Search code examples
kettlepentaho-data-integrationpdi

PDI - Check data types of field


I'm trying to create a transformation read csv files and check data types for each field in that csv.

Like this : the standard field A should string(1) character and field B is integer/number.

And what I want is to check/validate: If A not string(1) then set Status = Not Valid also if B not a integer/number to. Then all file with status Not Valid will be moved to error folder.

I know I can use Data Validator to do it, but how to move the file with that status? I can't find any step to do it.


Solution

  • You can do same as in this question. Once read use the Group by to have one flag per file. However, this time you cannot do it in one transform, you should use a job.

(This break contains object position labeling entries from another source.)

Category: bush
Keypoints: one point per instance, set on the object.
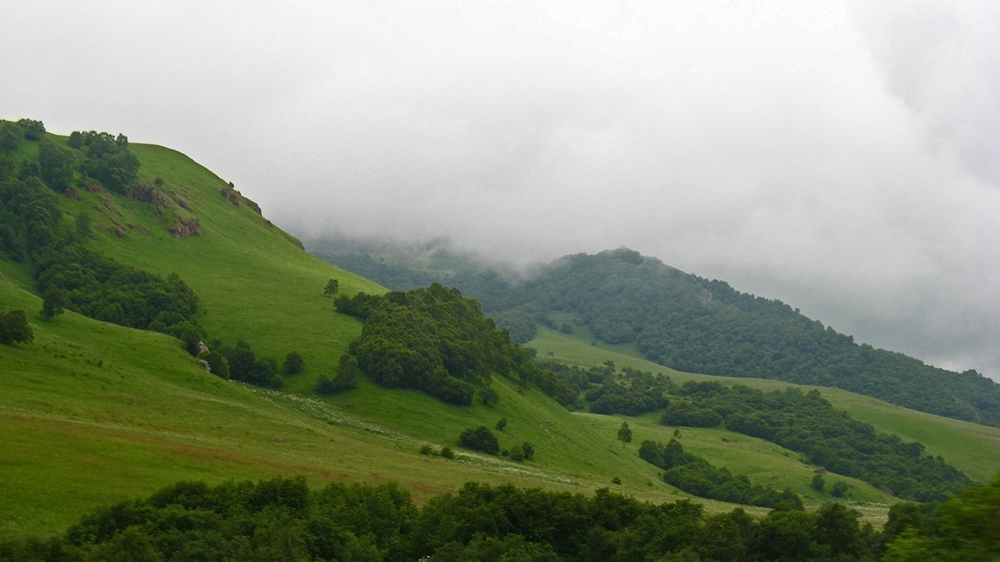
(480, 439)
(818, 483)
(14, 327)
(217, 364)
(293, 364)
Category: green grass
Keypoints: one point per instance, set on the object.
(975, 449)
(92, 413)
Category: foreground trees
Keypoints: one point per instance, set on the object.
(282, 519)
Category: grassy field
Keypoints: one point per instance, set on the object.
(975, 449)
(92, 413)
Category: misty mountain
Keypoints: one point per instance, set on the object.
(694, 324)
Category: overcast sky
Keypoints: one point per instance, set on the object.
(839, 156)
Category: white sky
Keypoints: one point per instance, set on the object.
(839, 156)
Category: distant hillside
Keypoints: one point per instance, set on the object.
(692, 324)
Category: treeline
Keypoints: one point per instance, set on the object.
(698, 477)
(67, 275)
(701, 326)
(434, 340)
(802, 422)
(808, 424)
(282, 519)
(603, 390)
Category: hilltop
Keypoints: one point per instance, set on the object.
(92, 411)
(691, 324)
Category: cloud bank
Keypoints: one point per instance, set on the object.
(840, 156)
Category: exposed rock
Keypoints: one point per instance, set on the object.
(187, 226)
(231, 195)
(252, 205)
(109, 205)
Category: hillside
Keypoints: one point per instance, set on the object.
(692, 324)
(94, 412)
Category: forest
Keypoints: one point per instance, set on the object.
(704, 326)
(434, 340)
(284, 519)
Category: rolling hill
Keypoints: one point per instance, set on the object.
(92, 412)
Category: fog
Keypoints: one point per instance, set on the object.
(839, 156)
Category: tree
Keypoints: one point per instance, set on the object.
(53, 302)
(625, 434)
(14, 327)
(332, 286)
(293, 364)
(818, 483)
(33, 130)
(480, 439)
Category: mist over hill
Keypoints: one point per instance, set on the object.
(691, 324)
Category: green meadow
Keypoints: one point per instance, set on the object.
(92, 413)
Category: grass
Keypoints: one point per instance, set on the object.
(973, 448)
(92, 413)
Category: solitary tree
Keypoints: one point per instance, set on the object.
(14, 327)
(53, 302)
(625, 434)
(818, 483)
(332, 286)
(293, 364)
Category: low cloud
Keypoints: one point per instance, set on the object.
(838, 156)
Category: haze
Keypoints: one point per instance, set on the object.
(838, 156)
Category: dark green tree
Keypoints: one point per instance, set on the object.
(57, 167)
(14, 327)
(33, 130)
(332, 286)
(293, 364)
(480, 439)
(818, 483)
(625, 434)
(53, 302)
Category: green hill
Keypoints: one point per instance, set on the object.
(92, 412)
(693, 324)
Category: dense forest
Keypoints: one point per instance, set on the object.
(696, 325)
(434, 340)
(34, 172)
(801, 422)
(283, 519)
(808, 424)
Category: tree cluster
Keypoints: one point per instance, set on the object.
(14, 327)
(434, 340)
(808, 424)
(246, 366)
(698, 477)
(696, 325)
(282, 519)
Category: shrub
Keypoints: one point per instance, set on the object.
(293, 364)
(480, 439)
(14, 327)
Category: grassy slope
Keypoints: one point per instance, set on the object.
(91, 413)
(94, 412)
(973, 448)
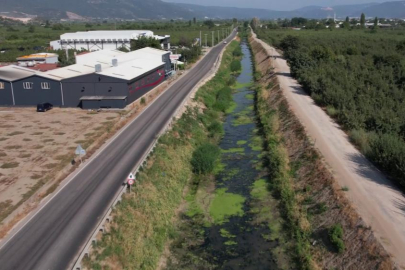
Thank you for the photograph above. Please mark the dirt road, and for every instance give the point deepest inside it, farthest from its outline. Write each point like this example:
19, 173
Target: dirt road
377, 200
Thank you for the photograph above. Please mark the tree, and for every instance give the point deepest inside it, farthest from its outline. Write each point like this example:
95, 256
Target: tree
204, 158
123, 49
143, 42
375, 23
57, 26
255, 23
346, 24
332, 24
209, 23
363, 20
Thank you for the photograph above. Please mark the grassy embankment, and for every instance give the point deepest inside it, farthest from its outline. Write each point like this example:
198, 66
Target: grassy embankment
358, 78
326, 231
144, 221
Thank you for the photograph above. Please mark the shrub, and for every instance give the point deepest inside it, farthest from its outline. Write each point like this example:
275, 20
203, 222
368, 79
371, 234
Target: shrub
223, 99
237, 52
204, 158
236, 66
216, 129
336, 237
231, 81
9, 165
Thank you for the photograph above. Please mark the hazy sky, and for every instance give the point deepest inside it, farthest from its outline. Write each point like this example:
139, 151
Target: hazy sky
274, 4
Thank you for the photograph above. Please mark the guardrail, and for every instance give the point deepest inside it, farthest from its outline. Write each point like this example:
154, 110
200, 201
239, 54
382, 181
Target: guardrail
107, 216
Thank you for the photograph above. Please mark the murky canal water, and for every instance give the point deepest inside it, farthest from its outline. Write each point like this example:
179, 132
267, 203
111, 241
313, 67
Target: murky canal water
243, 227
234, 242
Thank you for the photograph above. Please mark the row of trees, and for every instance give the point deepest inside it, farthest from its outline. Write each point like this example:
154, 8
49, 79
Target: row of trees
322, 24
360, 78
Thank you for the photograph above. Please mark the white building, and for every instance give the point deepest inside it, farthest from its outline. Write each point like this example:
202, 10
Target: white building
38, 58
105, 40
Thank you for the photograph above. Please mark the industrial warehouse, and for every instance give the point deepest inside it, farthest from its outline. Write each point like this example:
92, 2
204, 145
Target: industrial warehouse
100, 79
105, 40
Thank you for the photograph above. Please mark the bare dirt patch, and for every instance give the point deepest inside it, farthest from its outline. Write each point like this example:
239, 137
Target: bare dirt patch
37, 149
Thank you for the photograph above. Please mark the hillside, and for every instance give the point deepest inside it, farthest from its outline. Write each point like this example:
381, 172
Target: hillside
125, 9
157, 9
387, 10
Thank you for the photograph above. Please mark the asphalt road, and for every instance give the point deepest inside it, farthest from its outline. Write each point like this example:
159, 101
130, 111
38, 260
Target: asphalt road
52, 238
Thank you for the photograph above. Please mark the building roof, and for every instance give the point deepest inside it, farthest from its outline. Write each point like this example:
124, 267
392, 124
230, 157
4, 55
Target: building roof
129, 66
36, 56
132, 69
13, 73
72, 71
44, 67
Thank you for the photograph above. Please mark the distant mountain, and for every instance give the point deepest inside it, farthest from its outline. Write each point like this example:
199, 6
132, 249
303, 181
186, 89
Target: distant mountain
125, 9
231, 12
157, 9
386, 10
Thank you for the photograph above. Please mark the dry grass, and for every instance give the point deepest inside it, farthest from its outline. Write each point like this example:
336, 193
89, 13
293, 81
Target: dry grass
315, 184
9, 165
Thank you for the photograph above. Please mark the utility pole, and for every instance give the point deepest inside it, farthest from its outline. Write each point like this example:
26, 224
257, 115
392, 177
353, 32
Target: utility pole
213, 38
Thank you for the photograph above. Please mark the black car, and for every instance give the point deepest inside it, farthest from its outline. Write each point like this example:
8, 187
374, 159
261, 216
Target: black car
43, 107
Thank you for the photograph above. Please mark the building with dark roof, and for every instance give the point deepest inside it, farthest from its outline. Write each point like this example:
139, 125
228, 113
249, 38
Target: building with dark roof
102, 79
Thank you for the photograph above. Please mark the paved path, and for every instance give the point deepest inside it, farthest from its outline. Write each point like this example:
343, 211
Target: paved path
377, 200
52, 237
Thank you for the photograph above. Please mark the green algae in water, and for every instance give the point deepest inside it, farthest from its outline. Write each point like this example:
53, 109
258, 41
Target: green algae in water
231, 108
259, 190
256, 143
225, 205
219, 167
230, 243
226, 234
234, 150
242, 120
239, 85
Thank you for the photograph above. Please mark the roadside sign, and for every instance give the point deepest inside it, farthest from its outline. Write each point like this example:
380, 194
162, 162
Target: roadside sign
175, 56
131, 179
80, 150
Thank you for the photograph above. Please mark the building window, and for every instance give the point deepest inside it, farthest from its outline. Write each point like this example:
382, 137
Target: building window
45, 85
28, 85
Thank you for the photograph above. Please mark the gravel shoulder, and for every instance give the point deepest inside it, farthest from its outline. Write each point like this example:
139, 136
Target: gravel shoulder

    Your use case is in the samples that was shipped with your PDI distribution. The sample is in the folder your-PDI/samples/jobs/run_all. Open the Run all sample transformations.kjb and replace the Filter 2 of the Get Files - Get all transformations.ktr by your logic which includes a Group by to have one status per file and not one status per row.

    In case you wonder why you need such a complex logic for such a task, remember that the PDI starts all the steps of a transformation at the same time. That's its great power, but you do not know if you have to move the file before every row has been processed.

    Alternatively, you have the quick and dirty solution of your similar question. Change the filter row by a type check, and the final Synchronize after merge by a Process File/Move

    And a final advice: instead of checking the type with a Data validator, which is a good solution in itself, you may use a Javascript like there. It is more flexible if you need maintenance on the long run.